## Main Task

> We want to test whether Arsenal's average goals per match (sample mean = 2.4) are different from a hypothesized league average (population mean, 𝜇) of 2.0 goals per match.

We have data from 38 matches of Arsenal FC for the 2023-24 season. The number of goals scored in these matches are as follows:  

Goals: [5, 5, 5, 4, 4, 3, 3, 3, 3, 3, 2, 2, 2, 2, 2, 1, 2, 2, 2, 2, 2, 1, 1, 0, 0, 6, 6, 5, 4, 3, 0, 0, 2, 1, 1, 1, 1, 0]

* **Sample mean goals $\bar X$**: 2.4 goals per match. (Calculated from the dataset.)
* **Sample size (n)**: 38 matches.  
* **Population Standard Deviation (𝜎)**: approximately is 1.2 (*assumed known here*).
* **Population mean $\mu$**: approximately is 2.0

## Why Z-Test is acceptable here?  

* The sample size is large (𝑛 > 30).  
* The population standard deviation (σ) is known.

## Step By Step Solution  

#### State the Hypotheses:  
* **Null Hypothesis (H<sub>0</sub>)**: Population mean (μ) = 2.0 (Arsenal's average goals per match is equal to the league average)
* **Alternative Hypothesis (H<sub>1</sub>)**: Population mean (μ) $\neq$ 2.0 (Arsenal's average goals per match is different from the league average)  

> This is a two-tailed test because we are checking for any difference, not just an increase or decrease.


#### Determine the Significance level:  
* **Significance Level(α)**: 0.05. This level is commonly used in hypothesis testing because it provides a balance between Type I error (false positive) and Type II error (false negative). It implies a 5% risk of rejecting the null hypothesis when it is true.  

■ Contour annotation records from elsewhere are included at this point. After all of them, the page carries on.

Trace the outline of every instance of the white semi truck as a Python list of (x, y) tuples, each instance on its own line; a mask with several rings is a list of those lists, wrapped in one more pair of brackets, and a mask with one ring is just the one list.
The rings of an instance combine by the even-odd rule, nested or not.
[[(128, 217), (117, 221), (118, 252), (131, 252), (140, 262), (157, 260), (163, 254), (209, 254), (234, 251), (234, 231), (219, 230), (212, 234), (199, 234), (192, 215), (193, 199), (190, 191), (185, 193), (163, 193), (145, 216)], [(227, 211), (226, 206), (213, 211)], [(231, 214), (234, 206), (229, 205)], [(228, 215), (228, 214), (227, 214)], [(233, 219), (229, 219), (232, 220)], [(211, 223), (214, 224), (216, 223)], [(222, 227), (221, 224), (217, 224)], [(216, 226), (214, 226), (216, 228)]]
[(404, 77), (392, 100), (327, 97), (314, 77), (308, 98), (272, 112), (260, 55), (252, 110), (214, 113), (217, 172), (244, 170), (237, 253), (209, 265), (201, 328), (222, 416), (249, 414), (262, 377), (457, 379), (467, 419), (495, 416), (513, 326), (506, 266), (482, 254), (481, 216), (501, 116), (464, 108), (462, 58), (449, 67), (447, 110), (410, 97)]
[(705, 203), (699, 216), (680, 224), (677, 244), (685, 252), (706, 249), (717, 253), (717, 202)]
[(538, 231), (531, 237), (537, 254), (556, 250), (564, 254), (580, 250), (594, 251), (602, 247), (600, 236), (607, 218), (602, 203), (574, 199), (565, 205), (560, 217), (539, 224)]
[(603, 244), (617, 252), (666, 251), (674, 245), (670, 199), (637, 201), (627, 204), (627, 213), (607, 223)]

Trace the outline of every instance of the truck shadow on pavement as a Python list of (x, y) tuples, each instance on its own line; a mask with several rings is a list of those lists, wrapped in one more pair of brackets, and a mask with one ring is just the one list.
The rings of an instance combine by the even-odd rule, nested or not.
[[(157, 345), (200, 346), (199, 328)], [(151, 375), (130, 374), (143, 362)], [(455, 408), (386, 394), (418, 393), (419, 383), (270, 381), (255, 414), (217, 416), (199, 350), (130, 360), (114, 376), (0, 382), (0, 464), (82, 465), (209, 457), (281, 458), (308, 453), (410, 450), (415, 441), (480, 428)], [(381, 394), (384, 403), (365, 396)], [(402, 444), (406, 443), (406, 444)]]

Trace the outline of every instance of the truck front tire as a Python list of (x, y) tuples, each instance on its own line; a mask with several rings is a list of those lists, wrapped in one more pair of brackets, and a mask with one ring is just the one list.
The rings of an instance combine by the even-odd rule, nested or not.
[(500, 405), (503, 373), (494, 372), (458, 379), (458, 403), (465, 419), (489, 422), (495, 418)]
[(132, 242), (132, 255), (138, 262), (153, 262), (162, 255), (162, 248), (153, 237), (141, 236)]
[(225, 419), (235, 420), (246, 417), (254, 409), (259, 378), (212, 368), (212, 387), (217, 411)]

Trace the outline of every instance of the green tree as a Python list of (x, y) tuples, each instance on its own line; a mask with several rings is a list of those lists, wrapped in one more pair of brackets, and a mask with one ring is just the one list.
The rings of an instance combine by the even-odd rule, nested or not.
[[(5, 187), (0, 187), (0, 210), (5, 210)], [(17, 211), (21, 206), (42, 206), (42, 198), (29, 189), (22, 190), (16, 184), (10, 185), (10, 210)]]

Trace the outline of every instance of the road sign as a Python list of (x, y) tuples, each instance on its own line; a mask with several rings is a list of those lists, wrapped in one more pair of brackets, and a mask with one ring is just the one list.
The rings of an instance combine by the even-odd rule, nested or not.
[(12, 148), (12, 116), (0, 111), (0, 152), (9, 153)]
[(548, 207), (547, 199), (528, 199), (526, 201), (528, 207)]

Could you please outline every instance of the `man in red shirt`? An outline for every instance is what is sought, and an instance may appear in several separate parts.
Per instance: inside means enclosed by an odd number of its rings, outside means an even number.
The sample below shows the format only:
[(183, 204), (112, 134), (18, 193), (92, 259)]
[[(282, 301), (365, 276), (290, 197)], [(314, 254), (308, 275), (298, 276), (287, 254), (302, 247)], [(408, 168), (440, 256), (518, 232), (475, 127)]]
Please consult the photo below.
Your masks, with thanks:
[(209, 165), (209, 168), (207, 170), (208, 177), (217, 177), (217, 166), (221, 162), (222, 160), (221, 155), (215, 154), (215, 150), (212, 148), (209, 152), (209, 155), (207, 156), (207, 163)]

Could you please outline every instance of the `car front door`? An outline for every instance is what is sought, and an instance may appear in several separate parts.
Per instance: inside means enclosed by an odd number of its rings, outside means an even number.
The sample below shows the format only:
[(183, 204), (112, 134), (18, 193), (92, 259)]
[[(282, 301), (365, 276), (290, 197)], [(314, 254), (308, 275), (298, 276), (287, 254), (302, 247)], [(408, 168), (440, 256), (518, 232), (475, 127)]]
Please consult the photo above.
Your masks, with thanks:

#### Calculate the Z-Score: The Z-score is calculated using the formula:  
$$ Z = \frac{\bar X - \mu}{\frac{𝜎}{\sqrt(n)}}$$  
* Plugging in the values: $$ Z = \frac{2.4 - 2.0}{\frac{1.2}{\sqrt(38)}} = {\frac{0.4}{0.1945}} ≈ 2.02 $$  


#### Determine the critical value (s):
For a two-tailed test with $\alpha = 0.05$, the critical values are approximately $± 1.96$ (from Z-tables or standard normal distribution tables).

#### Make the decision
* If $|Z| > 1.96$, we **reject** the null hypothesis.
* If $|Z| ≤ 1.96$, we **fail to reject** the null hypothesis.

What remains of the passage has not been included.